Penulis: Ahmad Fadli HS

Penerbit: Manhalun Nasyi-in Press, Jakarta, 2011

ISBN:
978-602-98466-1-4



H. MUHAMMAD ARIF/H. DARIP (1886-1981) Panglima Perang Dari Klender



            H. Muhammad Arif atau biasa dipanggil H. Darip dilahirkan di Klender pada tahun 1886 dari pasangan H. Kurdin dan Hj. Nyai. Ia anak ketiga dari tiga bersaudara. Ia tidak menempuh pendidikan formal membaca dan menulis. Pelajaran membaca dan menulis huruf latin justru diperolehnya saat dipenjara dan belajar dari temannya. Dalam belajar agama, tidak diketahui kepada siapa H. Darip belajar agama akan tetapi ada kemungkinan ia belajar agama langsung kepada ayahnya.
            Pada tahun 1914 ia pergi haji ke Makkah dan langsung menetap di sana untuk memperdalam ilmu agama hingga kurang lebih dua tahun setengah (1916). Pulang dari Mekah, H. Darip mengawali perjuangannya dengan berdakwah di sebuah mushalla kecil, yang kini menjadi Masjid Al-Makmur yang cukup megah di Klender dan berjuang bersama para ulama lain, yakni KH Mursyidi dan KH Hasbiallah. Selain dikenal sebagai da’i, ia juga seorang yang memiliki ilmu main pukulan (ilmu silat) yang lihai. Ia adalah seorang tokoh yang disegani masyarakat, daerah kekuasaannya mencakup Klender, Pulogadung, Jatinegara hingga sampai Bekasi. 
            Pada saat terjadi revolusi fisik melawan Jepang dan Belanda, H. Darip membentuk BARA (Barisan Rakyat). Ia mengumpulkan para tokoh, pemuda dan jagoan yang tersebar di Klender dan sekitarnya. Di antara mereka yang ikut bergabung adalah H. Hasbullah (Kakak dari KH. Hasbiyallah) dan KH. Mursyidi. Mereka terlibat dalam pertempuran di beberapa front di kota Jakarta. H. Darip sendiri saat itu dijuluki "Panglima Perang dari Klender". Sebuah brosur dari Angkatan 45 DKI tanggal 17 Agustus 1985—empat tahun setelah Haji Darip meninggal dunia—menyebutkan, H. Darip pada zaman penjajahan Belanda (sebelum perang dunia kedua), berjuang bersama Soekarno bergerak di bawah tanah, terutama di Cilincing, Tanjung Priok, Jakarta Utara.
            Ketika pendudukan Jepang, menyaksikan kekejaman pasukan Dai Nippon ini, H. Darip memimpin masyarakat di Klender dan menghimpun para jawara, narapidana dan napi Rutan Cipinang untuk melakukan perlawanan terhadap Jepang.
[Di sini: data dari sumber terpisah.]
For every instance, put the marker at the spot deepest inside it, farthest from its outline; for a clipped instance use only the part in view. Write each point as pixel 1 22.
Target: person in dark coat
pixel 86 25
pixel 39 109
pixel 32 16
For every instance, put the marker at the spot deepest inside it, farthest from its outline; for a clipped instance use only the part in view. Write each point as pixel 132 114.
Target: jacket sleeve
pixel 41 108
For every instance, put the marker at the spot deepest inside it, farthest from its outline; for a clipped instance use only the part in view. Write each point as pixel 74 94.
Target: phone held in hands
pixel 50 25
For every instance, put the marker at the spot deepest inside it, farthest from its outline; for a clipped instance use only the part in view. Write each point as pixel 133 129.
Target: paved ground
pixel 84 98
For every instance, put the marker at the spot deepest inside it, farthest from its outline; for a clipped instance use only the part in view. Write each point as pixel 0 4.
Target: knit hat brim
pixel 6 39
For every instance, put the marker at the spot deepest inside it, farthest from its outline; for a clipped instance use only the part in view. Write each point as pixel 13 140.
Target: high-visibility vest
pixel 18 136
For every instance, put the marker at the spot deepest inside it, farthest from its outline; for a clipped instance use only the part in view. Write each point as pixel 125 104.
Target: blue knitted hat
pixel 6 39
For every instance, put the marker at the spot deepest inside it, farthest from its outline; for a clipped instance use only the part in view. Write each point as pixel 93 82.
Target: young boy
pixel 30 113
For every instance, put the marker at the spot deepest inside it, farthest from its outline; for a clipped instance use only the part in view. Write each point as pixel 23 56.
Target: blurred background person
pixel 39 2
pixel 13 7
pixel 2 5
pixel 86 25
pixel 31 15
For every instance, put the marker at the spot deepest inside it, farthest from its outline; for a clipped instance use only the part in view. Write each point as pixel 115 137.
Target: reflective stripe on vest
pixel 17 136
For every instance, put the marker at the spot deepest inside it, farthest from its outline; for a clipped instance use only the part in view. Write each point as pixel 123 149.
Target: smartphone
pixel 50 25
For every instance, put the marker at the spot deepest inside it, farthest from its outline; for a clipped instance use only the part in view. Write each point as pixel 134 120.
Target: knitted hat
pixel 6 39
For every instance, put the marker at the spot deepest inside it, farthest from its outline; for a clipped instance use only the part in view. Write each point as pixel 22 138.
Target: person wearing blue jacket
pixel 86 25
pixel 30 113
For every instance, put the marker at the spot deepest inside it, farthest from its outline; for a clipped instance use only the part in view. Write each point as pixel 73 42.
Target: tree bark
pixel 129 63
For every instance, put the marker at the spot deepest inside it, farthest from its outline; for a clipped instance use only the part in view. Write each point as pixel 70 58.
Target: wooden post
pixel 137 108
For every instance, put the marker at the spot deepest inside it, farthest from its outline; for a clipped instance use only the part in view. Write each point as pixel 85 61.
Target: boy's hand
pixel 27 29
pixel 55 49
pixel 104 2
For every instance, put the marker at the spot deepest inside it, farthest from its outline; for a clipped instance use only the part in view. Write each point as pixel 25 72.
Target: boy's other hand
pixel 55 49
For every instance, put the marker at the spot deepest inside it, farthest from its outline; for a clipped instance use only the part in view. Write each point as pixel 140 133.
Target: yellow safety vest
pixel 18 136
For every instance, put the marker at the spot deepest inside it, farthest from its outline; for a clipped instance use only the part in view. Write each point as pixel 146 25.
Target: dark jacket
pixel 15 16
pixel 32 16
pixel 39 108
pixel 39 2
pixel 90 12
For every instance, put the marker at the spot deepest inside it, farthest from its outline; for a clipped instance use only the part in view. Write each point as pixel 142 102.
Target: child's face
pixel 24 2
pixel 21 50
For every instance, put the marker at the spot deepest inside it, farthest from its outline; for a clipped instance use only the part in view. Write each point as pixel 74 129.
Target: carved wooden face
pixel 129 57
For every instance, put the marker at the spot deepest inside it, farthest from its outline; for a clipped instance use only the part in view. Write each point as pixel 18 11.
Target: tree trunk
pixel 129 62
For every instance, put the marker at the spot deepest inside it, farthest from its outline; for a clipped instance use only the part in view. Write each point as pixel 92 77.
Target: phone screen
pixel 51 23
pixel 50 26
Sewaktu dia masih memimpin pergerakan dari Klender, banyak para pemimpin yang datang bahkan menginap di kediamannya, di antaranya  Soekarni, tokoh Murba, Kamaludin, Syamsuddin orang Padang, dan Pandu Kartawiguna. Mereka menginap di rumah H. Darip dan menyatakan kepadanya bahwa sebentar lagi Indonesia akan merdeka dan mereka membicarakan pengusiran orang Jepang.
            Anak buah H. Darip yang tergabung dalam BARA dimandikan oleh H. Darip kemudian diisi badannya dengan ilmu kebal lalu dicoba dengan dibacok badannya dengan golok. Setelah dirasa memiliki ilmu kebal maka pasukan BARA diperbolehkan untuk berjuang mengusir Jepang. H. Darip memerintahkan anak buahnya untuk menyerbu dan mengusir tentara Jepang di Pangkalan Jati, Pondok Gede, Cipinang Cempedak, sepanjang Kali Cipinang dan lain-lain. Anak buah H. Darip bahkan sampai membunuh tentara Jepang. Hal tersebut dilakukan oleh anak buah H. Darip karena jika tentara Jepang tidak dibunuh maka anak buah H. Darip yang terbunuh karena tentara Jepang mempunyai senjata api sedang anak buah H. Darip hanya mempunyai kekuatan fisik dan golok saja. Beberapa sumur di Klender dan sekitarnya tidak ada yang mau minum airnya karena penuh dengan bangkai tentara Jepang, begitupula dengan sungai Sunter yang dipenuhi dengan mayat tentara Jepang.
            Setelah berhasil mengerahkan rakyat yang dihimpun dan dipimpinnya untuk menghabiskan tentara Jepang yang bertugas di pinggiran, maka H. Darip menyadari bahwa kekuatan rakyat tidak akan berarti jika tidak dilengkapi dengan peralatan senjata, logistik dan persediaan makanan. Kira-kira seminggu sebelum Indonesia memproklamirkan kemerdekaan, H. Darip mendatangi Camat Klender dan meminta segala pakaian rakyat yang akan dibagikan jangan dikeluarkan sebelum saatnya tiba dan menunggu komando darinya.
            H. Darip juga mendatangi kantor polisi yang masih di bawah kekuasaan Jepang. Ia meminta supaya senjata-senjata yang ada di kantor polisi jangan diserahkan kepada Jepang, melainkan harus diserahkan kepada rakyat nanti. Lalu H. Darip menyuruh komandan polisi membuat pernyataan dan membubuhkan tanda tangannya untuk menyerahkan senjata kepada rakyat. Kemudian H. Darip pergi ke Seksi Tujuh. Ia bertemu dengan Darmatin dan Juhra anak Banten dan Sukahar dan meminta kepada mereka agar persenjataan yang ada di sana diserahkan kepada rakyat. Kemudian H. Darip menuju penjara Cipinang. Direkturnya diberi tahu hal yang sama dengan apa yang dikatakan pada Camat, Kepala polisi maupun Komandan Seksi VII. Pada saatnya pula nanti H. Darip meminta agar para tahanan dilepaskan. Ia juga datang ke Seksi V dan melakukan hal yang sama.
            Hari Proklamasi makin dekat dan keadaan makin panas saja. Tetapi dia telah mempersiapkan anak buahnya. Dia juga mendatangi gudang-gudang beras di Klender untuk memblokir beras yang ada jangan sampai keluar dari Klender. Maka jadilah Klender wilayah pertahanan yang merupakan gudang makanan dan persenjataan ala kadarnya.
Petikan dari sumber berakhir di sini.